At The Ilich Sports Entertainment Outing At Sharf Golf Course
My good friend John has suites at Detroit Red Wings and Tigers games and thus was invited to the annual Ilich Sports Entertainment golf outing at Oakland University’s R & S Sharf Golf Course.
I had the good fortune to be invited to accompany him.
For those outside Michigan, the Ilich Family made their fortune with Little Caesar’s Pizza and expanded to an entertainment empire that includes the Fox Theatre, the Red Wings, Tigers and other chunks of downtown Detroit.
The Sharf golf course is one of two owned by Oakland University. Both the university and the courses are built on the 1,500 acre estate of auto pioneer John Dodge. The property — along with $2 million — was donated in 1957 to create Oakland University by Dodge’s widow, Matilda and her second husband, lumber baron Alfred Wilson.
The Sharf course was funded by Stephan and Rita Sharf, longtime Oakland University supporters.
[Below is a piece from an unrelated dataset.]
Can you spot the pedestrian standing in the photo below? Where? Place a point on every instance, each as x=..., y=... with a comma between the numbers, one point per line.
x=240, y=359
It was designed by Rick Smith and opened in 2000.
I had not played Sharf (or the adjacent Katke-Cousins course) before and was surprised by the topography. It is hillier and much more expansive than I could have anticipated. Indeed, it might be the closest to an “Up North” golf course that I have played in the Metro Detroit area.
With the exception of a somewhat pedestrian first, Sharf offers a round of interesting and challenging holes. The slope and rating for the 6,000 yard tees are 136/71.8 and 141/73.1 for the 6, 200 tees. It is a real test.
As we played a scramble — and I never play well in scrambles — I would very much like to return and see how I can work my way around on my own ball. I hit a lot of shots on the round that had me thinking “If I were playing my own ball, I wouldn’t be disappointed with that outcome.” Unfortunately, on outings, those outcomes don’t contribute much to the group.
The day was fabulous, though, and John and I had a couple of very friendly partners who were polite enough not to snort at my miscues.
I’ll have a full write-up on Sharf at some point in the future.